Mirinri e Ounis si erano alzati, guardando nella direzione che Ata indicava.
«Che cosa temi da quella barca che, per portata, non raggiunge la metà della nostra e che non avrà che un meschino equipaggio?» chiese il Faraone.
«Potrebbe essere montata da emissari di Pepi, decisi a tutto e pronti a giocarci qualsiasi pessimo tiro,» rispose l’egiziano.
«E la prudenza non è mai troppa nelle condizioni in cui ci troviamo,» aggiunse Ounis.
«Che cosa decidi?» chiese Mirinri.
«Di fermarci qui,» rispose Ata. «Il fondo mi sembra buono e siamo protetti dalla riva da una serie di banchi che pulluleranno di coccodrilli. Nessuno oserebbe, specialmente di notte, attraversarli.»
Gli etiopi, che aspettavano i suoi comandi, ad un suo segno affondarono due pesanti massi attaccati ad una corda, che allora servivano d’àncora e s’affrettarono ad abbassare sul ponte le vele.
«Ceniamo in coperta,» disse Ata, quando la manovra fu finita. «Così potremo seguire le mosse di quella barca, che mi sembra abbia l’intenzione di ancorarsi vicino a noi.»
Il pasto fu fatto alla lesta, poiché gli antichi egiziani non erano meno parchi di quelli moderni.
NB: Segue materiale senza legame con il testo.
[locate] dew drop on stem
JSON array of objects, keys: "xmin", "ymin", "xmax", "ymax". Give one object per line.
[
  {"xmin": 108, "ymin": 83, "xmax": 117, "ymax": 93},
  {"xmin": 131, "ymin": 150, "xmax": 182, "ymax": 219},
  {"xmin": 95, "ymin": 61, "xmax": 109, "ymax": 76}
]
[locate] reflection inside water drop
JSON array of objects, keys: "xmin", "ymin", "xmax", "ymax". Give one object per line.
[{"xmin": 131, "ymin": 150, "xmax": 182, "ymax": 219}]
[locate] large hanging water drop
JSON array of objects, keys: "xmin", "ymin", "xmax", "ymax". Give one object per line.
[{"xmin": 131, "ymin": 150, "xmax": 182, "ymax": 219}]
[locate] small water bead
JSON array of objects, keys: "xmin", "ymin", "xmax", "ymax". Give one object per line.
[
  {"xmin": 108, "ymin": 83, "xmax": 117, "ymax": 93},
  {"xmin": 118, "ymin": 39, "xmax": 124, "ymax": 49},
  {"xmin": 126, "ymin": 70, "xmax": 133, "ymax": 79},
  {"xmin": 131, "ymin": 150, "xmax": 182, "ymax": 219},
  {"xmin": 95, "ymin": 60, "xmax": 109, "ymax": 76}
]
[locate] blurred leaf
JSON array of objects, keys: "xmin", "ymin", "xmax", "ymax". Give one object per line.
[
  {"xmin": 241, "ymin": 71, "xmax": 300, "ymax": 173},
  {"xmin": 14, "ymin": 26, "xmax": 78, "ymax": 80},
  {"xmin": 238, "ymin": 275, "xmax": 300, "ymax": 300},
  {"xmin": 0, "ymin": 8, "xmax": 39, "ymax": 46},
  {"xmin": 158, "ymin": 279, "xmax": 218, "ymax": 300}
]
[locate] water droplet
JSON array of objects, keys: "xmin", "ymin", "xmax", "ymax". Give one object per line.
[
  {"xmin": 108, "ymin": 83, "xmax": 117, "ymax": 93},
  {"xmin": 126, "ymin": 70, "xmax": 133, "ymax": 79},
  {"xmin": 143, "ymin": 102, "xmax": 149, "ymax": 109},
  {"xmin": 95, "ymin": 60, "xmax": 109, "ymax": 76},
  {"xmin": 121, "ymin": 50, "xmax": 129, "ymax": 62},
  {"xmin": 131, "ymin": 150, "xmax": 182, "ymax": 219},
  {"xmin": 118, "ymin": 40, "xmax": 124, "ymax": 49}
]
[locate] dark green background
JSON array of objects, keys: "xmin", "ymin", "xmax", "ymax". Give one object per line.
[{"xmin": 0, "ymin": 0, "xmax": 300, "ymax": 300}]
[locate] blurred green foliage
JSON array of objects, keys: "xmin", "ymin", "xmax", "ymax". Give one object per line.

Mentre questi, parliamo del popolo, si accontentano di un piatto di fave e di lenticchie, legumi che invece erano proibiti al tempo dei Faraoni, non si sa per quale motivo, gli antichi si sfamavano con semi di loto bianco, di radichette di papiri, di prezzemolo e d’altri vegetali ricavati per lo più dalle piante acquatiche del Nilo.
Solo nelle grandi occasioni si permettevano il lusso di far apparire sulle loro magre mense qualche gru di Numidia, volatili che erano riusciti chissà con quali arti a rendere domestici, e che riunivano in truppe numerose per mandarle a pascolare nei campi, guidandole con poderosi colpi di bastone dati sulle lunghe gambe.
Annaffiata la cena con alcuni sorsi di birra, Mirinri, Ata e Ounis si misero in osservazione dietro al casotto, mentre gli etiopi portavano in coperta delle armi, onde essere pronti a respingere qualunque attacco.
La barca segnalata, che non era allora più lontana di cinquecento metri, pareva che avesse proprio l’intenzione di accostarsi al veliero di Ata.
Non essendo ancora scese le tenebre, quantunque la luce cominciasse a dileguarsi, Ata potè scorgere sulla tolda della barca, che era a ponte, sei o sette uomini, che avevano dei grembiali di pelle stretti attorno alle reni, e che si aggiravano in mezzo ad un gran numero di ceste, formate da corteccie di papiro.
«Sono trafficanti che vanno a Menfi,» disse Ata.
«Come lo sai tu?» chiese Mirinri.
«Non odi, mio signore?» disse l’egiziano ridendo.
Mirinri tese gli orecchi e udì distintamente dei miagolii che parevano uscissero dalle gole di bestie furibonde.
«Un carico di gatti,» disse Ata, prevenendo la risposta di Mirinri. «Serviranno probabilmente a ripopolare qualche tempio costruito di recente.»